If I had to put forward a coffee shop in my experience that came under the heading of 'hidden gem', Graph Cafe would have to be the one. Wandering through the back streets of Chiang Mai, among hostels, tiny local restaurants and stray dogs, we came across this maven of cool and caffeine around the corner from some washing machines we were using. Far from the usual hippie traveller character of many places you come across, this cafe is host to trendy minimal decor and a coffee machine/prep station any budding barista would salivate over. We were served by a lovely Thai guy in thick black rimmed glasses and a breton shirt, who made some excellent bagels (not a common baked good in Thailand) and even better lattes.
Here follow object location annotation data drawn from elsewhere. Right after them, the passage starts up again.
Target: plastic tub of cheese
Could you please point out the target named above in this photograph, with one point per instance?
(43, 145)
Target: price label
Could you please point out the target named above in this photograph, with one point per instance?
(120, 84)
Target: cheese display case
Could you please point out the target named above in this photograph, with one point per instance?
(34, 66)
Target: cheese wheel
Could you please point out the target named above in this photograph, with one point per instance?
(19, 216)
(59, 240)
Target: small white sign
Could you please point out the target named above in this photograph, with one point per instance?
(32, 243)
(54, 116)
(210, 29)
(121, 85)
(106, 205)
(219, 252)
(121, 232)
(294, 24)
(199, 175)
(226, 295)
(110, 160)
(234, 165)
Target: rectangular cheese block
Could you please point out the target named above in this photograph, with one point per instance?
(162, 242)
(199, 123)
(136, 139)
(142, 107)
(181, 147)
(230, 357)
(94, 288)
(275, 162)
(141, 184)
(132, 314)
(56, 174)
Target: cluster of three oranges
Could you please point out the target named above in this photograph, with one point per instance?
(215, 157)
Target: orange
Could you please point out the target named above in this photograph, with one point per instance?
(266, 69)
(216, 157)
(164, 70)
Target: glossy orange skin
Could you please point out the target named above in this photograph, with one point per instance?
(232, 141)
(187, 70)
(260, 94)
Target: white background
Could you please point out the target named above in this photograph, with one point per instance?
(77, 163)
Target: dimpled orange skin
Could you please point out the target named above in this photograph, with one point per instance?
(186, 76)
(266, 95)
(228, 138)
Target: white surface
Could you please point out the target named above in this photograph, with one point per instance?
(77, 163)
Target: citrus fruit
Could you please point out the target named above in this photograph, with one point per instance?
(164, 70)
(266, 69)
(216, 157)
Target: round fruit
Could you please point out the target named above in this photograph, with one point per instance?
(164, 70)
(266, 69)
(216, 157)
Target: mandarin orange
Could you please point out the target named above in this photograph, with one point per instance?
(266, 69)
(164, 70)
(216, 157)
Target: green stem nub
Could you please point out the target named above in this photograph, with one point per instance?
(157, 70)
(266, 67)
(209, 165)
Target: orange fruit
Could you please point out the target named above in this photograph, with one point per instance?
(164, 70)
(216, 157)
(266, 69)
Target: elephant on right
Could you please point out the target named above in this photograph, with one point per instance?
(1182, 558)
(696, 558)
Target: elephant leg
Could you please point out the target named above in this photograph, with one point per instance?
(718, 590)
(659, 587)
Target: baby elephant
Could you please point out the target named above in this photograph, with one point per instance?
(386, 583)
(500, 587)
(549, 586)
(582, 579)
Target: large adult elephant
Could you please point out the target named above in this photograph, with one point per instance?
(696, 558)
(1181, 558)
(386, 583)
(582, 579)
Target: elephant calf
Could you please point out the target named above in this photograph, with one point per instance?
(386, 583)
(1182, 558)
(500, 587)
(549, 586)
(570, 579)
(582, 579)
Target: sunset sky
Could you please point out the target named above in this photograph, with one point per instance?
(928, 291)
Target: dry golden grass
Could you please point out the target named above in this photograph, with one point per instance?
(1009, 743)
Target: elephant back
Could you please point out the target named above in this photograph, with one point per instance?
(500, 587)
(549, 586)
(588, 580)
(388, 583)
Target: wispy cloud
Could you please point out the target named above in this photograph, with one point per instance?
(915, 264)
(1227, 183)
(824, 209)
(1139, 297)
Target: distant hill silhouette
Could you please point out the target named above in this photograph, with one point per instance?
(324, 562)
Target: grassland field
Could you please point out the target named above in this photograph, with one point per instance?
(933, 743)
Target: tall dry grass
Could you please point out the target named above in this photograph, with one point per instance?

Graph is one of the smallest cafes I think I have ever been to - the four of us only just fit into the space with a friendly, elegant lady from Bangkok at the other table, as Bretonshirt and his friend (who was fixing Charlie's camera) squeezed past us. But this is far from a negative, as it makes you feel like you've dropped in at a friend's house, sitting in their front room chatting or reading the newspapers and magazines available on top of the glass cabinets. Camera fixed and caffeine cravings satiated, we filed outside as another woman waited by the window to let us pass and not box us in like sardines. Verdict: small but perfectly formed.   

Find the cafe on Facebook





Pai Highland Resort, Pai


About fifteen minutes on foot from the main walking street of Pai and its busy bars and restaurants, this hostel gives the option of twin rooms or cute little individual cabins. In the interest of budgeting we went with the former, but when that option allows you to pay less than £3 each to share with a friend and have an ensuite bathroom thrown in too, you can't really complain. There is plenty of space for hired mopeds (exhilarating/terrifying), and a relaxing covered communal area with fairy lights, hammock and hanging cocoon chair. Although the amenities are fairly basic, I fell in love with the crazy art along the exterior wall of the building that housed our rooms. I didn't get a chance to ask whose work it was, or what the speech bubbles said, but the weird little characters and colourful patterns added a fun&fresh appearance to an otherwise plain expanse of concrete. The views from the seating area are stunning, with haze-topped mountains covered in luscious green rolling away above the rice fields across the road. A lot quieter than the infamous Spicypai Backpackers hostel down the track opposite, Pai Highland Resort is perfect for a taste of the beautiful countryside away from the noisy streets of this small town.